セカイ系の昼食

今日は一日家に居たんだけれども、昼飯が何も無かったので14時半過ぎに外に食いに行った。昼は洋食にしよう、と思いつつ自転車を漕ぎ出す。暑い。だらだらと汗を流しつつも何となくうきうきした気持ちで(洋食好きなので)、日頃あまり行かないけれども値段はそこそこで美味しい下大利駅前の洋食屋まで15分くらい掛けて行った。ここはたまに気が向いて入ろうとする度に何故か店休日がなっている事がとても多いんだけれども、今日は店がちゃんと開いている。良かった。ドアを開けて、店内に入ろうとする……と、店のおばちゃんが勘定を済ませた中年女性二人組をちょうど送り出そうとしているところだった。イヤな予感がする。そして、その予感は正しかった事がすぐに解った。
「すみません、3時から5時まで準備中になるんですよ」
……。
もう5回くらいこの店で食べようとして食べられない事が続いている気がする。このタイミングの悪さは一体何なのか。悲しい気持ちになった。

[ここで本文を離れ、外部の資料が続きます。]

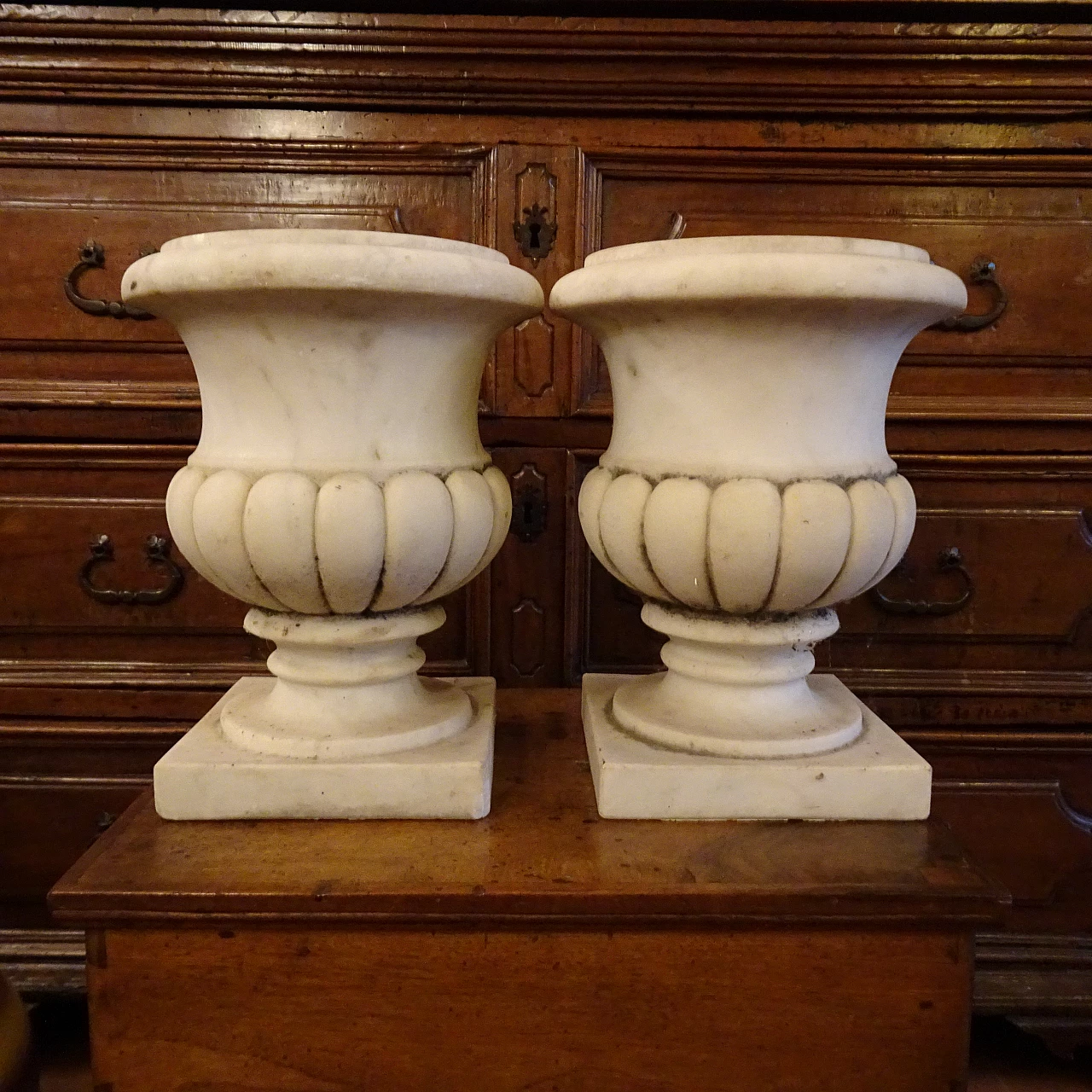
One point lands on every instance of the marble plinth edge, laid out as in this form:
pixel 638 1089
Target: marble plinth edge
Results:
pixel 206 776
pixel 876 776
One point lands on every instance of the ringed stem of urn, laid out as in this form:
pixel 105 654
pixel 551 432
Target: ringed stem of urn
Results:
pixel 346 686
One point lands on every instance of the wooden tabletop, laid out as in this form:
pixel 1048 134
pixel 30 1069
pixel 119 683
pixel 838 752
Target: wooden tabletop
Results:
pixel 543 853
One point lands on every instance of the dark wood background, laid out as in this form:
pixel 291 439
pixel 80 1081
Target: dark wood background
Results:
pixel 966 137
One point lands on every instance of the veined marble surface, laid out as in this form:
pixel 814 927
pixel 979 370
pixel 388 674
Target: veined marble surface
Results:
pixel 341 488
pixel 747 488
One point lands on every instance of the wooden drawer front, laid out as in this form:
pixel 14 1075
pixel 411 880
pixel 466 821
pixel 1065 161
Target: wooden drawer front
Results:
pixel 1016 614
pixel 44 829
pixel 1038 238
pixel 55 634
pixel 136 195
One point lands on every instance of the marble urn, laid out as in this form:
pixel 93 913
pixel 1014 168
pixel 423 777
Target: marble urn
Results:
pixel 747 491
pixel 340 487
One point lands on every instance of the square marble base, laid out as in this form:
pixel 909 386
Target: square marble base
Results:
pixel 876 776
pixel 206 776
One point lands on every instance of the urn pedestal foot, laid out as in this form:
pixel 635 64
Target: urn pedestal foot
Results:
pixel 206 775
pixel 876 776
pixel 346 729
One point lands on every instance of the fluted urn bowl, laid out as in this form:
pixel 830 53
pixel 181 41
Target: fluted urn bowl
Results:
pixel 340 485
pixel 747 488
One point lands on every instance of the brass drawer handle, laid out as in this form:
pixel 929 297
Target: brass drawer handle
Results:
pixel 93 257
pixel 950 560
pixel 157 553
pixel 983 271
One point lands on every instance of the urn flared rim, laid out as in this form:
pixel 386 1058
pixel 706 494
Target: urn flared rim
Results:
pixel 713 245
pixel 793 270
pixel 328 260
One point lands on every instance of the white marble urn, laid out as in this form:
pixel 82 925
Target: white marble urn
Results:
pixel 747 491
pixel 341 488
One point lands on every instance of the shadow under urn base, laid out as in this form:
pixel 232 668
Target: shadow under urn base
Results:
pixel 346 729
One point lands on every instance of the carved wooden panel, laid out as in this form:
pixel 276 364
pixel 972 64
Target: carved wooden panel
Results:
pixel 537 213
pixel 1030 213
pixel 1021 804
pixel 132 195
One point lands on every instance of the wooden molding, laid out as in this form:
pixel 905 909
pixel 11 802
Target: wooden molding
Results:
pixel 581 66
pixel 44 961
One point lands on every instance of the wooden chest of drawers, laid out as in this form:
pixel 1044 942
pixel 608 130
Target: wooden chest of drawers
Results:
pixel 549 139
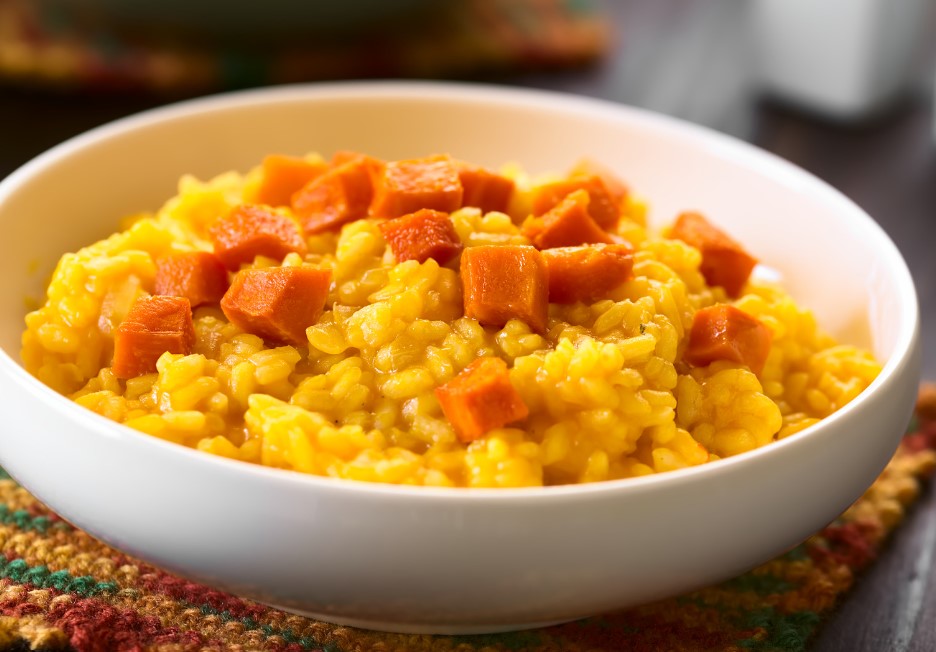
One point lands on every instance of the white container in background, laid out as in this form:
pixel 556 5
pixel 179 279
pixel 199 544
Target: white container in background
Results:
pixel 844 58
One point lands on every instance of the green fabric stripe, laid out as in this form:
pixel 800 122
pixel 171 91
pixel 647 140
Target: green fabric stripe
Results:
pixel 26 521
pixel 787 632
pixel 249 623
pixel 86 586
pixel 761 584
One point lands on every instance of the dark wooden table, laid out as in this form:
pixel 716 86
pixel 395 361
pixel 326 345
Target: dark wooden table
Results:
pixel 690 58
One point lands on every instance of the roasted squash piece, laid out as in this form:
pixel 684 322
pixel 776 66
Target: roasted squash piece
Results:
pixel 422 235
pixel 587 273
pixel 724 261
pixel 153 326
pixel 602 206
pixel 196 275
pixel 282 176
pixel 249 231
pixel 723 332
pixel 480 399
pixel 406 186
pixel 484 189
pixel 277 303
pixel 507 282
pixel 341 195
pixel 566 225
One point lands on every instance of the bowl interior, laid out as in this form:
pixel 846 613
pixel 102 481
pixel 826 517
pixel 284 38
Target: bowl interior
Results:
pixel 831 257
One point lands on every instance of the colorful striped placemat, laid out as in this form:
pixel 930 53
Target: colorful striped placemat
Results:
pixel 61 589
pixel 46 43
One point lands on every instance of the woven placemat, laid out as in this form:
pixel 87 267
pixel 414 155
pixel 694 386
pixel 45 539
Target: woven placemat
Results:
pixel 61 589
pixel 40 43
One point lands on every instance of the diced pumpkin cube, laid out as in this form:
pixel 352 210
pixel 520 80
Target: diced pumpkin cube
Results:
pixel 249 231
pixel 566 225
pixel 723 332
pixel 480 399
pixel 612 183
pixel 196 275
pixel 587 273
pixel 602 206
pixel 484 189
pixel 341 195
pixel 724 261
pixel 406 186
pixel 422 235
pixel 153 326
pixel 282 176
pixel 507 282
pixel 277 303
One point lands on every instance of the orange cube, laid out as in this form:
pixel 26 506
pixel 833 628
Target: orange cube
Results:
pixel 277 303
pixel 153 326
pixel 587 273
pixel 722 332
pixel 422 235
pixel 406 186
pixel 284 175
pixel 341 195
pixel 615 187
pixel 602 206
pixel 506 282
pixel 250 231
pixel 484 189
pixel 724 261
pixel 566 225
pixel 196 275
pixel 480 399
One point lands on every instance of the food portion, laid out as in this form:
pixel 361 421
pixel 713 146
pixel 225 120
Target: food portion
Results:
pixel 430 321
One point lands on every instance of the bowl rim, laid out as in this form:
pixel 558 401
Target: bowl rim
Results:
pixel 713 143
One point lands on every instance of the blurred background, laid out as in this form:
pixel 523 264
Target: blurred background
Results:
pixel 843 88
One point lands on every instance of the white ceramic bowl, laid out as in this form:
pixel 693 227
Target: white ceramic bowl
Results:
pixel 437 560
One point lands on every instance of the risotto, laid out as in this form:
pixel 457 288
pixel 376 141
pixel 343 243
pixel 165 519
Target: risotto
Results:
pixel 432 322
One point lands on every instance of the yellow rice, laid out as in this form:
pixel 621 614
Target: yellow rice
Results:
pixel 608 393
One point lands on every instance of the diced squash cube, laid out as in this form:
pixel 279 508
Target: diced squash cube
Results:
pixel 484 189
pixel 277 303
pixel 723 332
pixel 724 261
pixel 406 186
pixel 341 195
pixel 249 231
pixel 153 326
pixel 196 275
pixel 587 273
pixel 602 206
pixel 282 176
pixel 480 399
pixel 506 282
pixel 566 225
pixel 422 235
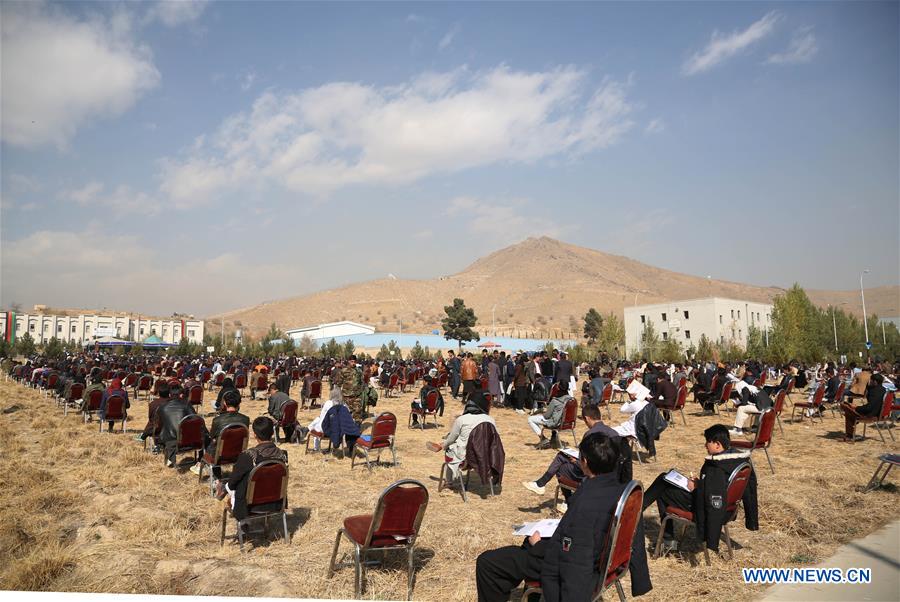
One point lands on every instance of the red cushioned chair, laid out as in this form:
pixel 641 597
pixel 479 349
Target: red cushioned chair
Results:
pixel 288 418
pixel 381 437
pixel 430 409
pixel 231 442
pixel 763 439
pixel 887 405
pixel 737 482
pixel 569 420
pixel 189 437
pixel 115 410
pixel 76 391
pixel 616 554
pixel 266 484
pixel 393 526
pixel 815 404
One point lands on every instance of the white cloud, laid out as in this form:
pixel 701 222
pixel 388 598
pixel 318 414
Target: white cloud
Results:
pixel 722 47
pixel 340 134
pixel 120 200
pixel 59 73
pixel 173 13
pixel 655 126
pixel 502 219
pixel 119 265
pixel 449 36
pixel 801 49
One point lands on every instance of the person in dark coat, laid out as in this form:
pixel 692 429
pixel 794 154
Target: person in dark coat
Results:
pixel 567 563
pixel 708 495
pixel 875 393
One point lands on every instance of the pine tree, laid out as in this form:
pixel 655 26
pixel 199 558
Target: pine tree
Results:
pixel 459 323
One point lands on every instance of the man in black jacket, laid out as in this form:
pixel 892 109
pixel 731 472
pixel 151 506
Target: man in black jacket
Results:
pixel 567 562
pixel 708 496
pixel 170 415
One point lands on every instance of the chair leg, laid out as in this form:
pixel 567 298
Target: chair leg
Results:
pixel 337 543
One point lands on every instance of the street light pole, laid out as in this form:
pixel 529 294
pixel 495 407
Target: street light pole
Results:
pixel 862 293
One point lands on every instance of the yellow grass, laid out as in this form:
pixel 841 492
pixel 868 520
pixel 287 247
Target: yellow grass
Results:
pixel 88 512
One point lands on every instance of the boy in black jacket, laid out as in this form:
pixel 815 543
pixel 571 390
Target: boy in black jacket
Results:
pixel 708 495
pixel 567 563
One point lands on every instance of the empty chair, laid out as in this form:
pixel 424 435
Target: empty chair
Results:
pixel 266 485
pixel 381 437
pixel 393 526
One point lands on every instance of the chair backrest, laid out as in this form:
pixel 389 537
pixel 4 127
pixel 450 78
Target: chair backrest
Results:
pixel 288 413
pixel 887 405
pixel 115 407
pixel 232 441
pixel 431 401
pixel 737 482
pixel 267 483
pixel 398 512
pixel 383 430
pixel 190 431
pixel 94 400
pixel 195 395
pixel 778 405
pixel 76 391
pixel 726 391
pixel 570 415
pixel 615 558
pixel 606 395
pixel 766 427
pixel 681 398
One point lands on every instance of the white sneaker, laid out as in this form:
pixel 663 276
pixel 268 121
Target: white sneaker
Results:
pixel 533 486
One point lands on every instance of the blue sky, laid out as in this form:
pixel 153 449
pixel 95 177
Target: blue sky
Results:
pixel 198 157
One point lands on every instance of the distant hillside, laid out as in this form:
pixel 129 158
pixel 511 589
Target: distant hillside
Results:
pixel 540 287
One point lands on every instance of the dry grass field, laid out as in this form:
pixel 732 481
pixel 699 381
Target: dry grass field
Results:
pixel 89 512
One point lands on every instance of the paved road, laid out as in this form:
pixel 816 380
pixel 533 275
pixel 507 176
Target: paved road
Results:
pixel 880 551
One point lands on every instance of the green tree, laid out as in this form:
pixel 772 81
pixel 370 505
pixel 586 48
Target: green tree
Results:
pixel 459 323
pixel 25 345
pixel 54 349
pixel 704 349
pixel 593 325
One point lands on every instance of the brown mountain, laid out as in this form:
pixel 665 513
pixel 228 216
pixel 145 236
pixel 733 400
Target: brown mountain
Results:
pixel 540 287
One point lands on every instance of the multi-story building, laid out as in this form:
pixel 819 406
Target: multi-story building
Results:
pixel 721 320
pixel 43 325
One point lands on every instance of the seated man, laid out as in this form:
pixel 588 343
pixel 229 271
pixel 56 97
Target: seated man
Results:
pixel 566 466
pixel 454 444
pixel 231 403
pixel 170 415
pixel 707 496
pixel 874 399
pixel 427 388
pixel 566 563
pixel 550 419
pixel 277 399
pixel 263 432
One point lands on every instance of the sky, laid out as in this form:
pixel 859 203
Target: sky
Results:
pixel 197 157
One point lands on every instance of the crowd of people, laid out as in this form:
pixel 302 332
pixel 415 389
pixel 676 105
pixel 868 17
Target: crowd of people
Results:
pixel 542 387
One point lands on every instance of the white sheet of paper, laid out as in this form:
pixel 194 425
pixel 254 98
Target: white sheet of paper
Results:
pixel 677 479
pixel 546 528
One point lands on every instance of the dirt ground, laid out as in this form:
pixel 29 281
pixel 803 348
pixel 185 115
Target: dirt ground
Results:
pixel 89 512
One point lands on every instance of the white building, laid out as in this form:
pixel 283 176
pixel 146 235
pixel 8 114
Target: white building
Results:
pixel 84 328
pixel 721 320
pixel 332 329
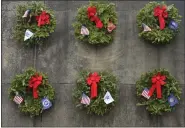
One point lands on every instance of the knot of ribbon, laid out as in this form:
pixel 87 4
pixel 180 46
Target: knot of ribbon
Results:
pixel 92 81
pixel 157 81
pixel 43 18
pixel 161 13
pixel 92 15
pixel 34 82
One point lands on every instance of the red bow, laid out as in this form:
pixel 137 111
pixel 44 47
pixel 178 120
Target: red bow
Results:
pixel 34 82
pixel 110 27
pixel 161 13
pixel 43 18
pixel 93 17
pixel 157 81
pixel 92 81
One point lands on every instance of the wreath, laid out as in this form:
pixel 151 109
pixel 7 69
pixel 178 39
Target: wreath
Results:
pixel 35 22
pixel 158 91
pixel 96 92
pixel 158 23
pixel 95 23
pixel 32 92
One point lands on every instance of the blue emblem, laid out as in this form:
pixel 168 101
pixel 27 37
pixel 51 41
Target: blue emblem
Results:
pixel 46 103
pixel 172 100
pixel 173 25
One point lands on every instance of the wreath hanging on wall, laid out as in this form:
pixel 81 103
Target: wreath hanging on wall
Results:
pixel 158 91
pixel 158 23
pixel 32 92
pixel 96 23
pixel 35 22
pixel 97 92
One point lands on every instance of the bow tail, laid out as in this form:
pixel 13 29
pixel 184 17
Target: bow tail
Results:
pixel 35 93
pixel 161 22
pixel 93 90
pixel 152 89
pixel 159 91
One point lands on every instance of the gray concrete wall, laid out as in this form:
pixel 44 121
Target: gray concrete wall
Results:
pixel 63 57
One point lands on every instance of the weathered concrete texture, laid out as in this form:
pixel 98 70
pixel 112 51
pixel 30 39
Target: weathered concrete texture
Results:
pixel 63 56
pixel 15 58
pixel 125 113
pixel 172 56
pixel 11 116
pixel 176 117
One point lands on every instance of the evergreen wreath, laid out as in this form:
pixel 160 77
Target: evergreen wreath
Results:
pixel 95 23
pixel 35 18
pixel 32 92
pixel 97 103
pixel 158 91
pixel 158 30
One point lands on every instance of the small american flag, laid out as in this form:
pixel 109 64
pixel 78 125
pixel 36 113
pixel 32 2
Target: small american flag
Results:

仕方がないので、次善策として駅から自転車で15分くらい離れているサティの中にあるオムライス屋に行く事にした。駅前の静かでこぢんまりとした洋食屋からデパートの1Fにあるチェーン店のオムライス屋と言うのは多少ランクが落ちているような気もするが、まあそれでも洋食には違いないと思う事にして自転車に乗る。暑い。だらだらと汗を流しつつ自転車をせっせと漕ぎ、サティに着いて正面玄関から入ろうとしたら、自動ドアの脇に控えていた店員から呼び止められた。
「お客様、会員証をお見せください」
「え? いや、持ってないですけど」
「申し訳ございません、今日は会員様特別ご招待の日ですので、会員でない方の入店はお断りさせて頂いているんですが」
「はあ……」
「あちらで(と、彼は入り口の傍に設えられた机を指差した)簡単な手続きで入会出来ますが、入会なされますか?」
するか。
サティの中で売っている品物に用は無いのに。ただ、おむらいす亭でデミグラスソースのオムライスが食べたかっただけなのに。
俺はなんだか打ちのめされたような気持ちになって、乗って今来たばかりの道を悄然と引き返して行った。うきうきした気持ちと「今日の昼は洋食」と言う当初の目的は、2連続で受けた理不尽な仕打ちによってとっくにしぼんでいた。世の中の全てが自分の昼飯にとって良くない方向に働いているのではないか、と言う気持ちにさえなった。
結局、家のすぐ近所にあるラーメン屋まで戻って、しょんぼりした気持ちでチャーハンセットをもそもそと食った。1時間近く自転車を無駄に漕いだ徒労感と、謂れの無い敗北感が残った。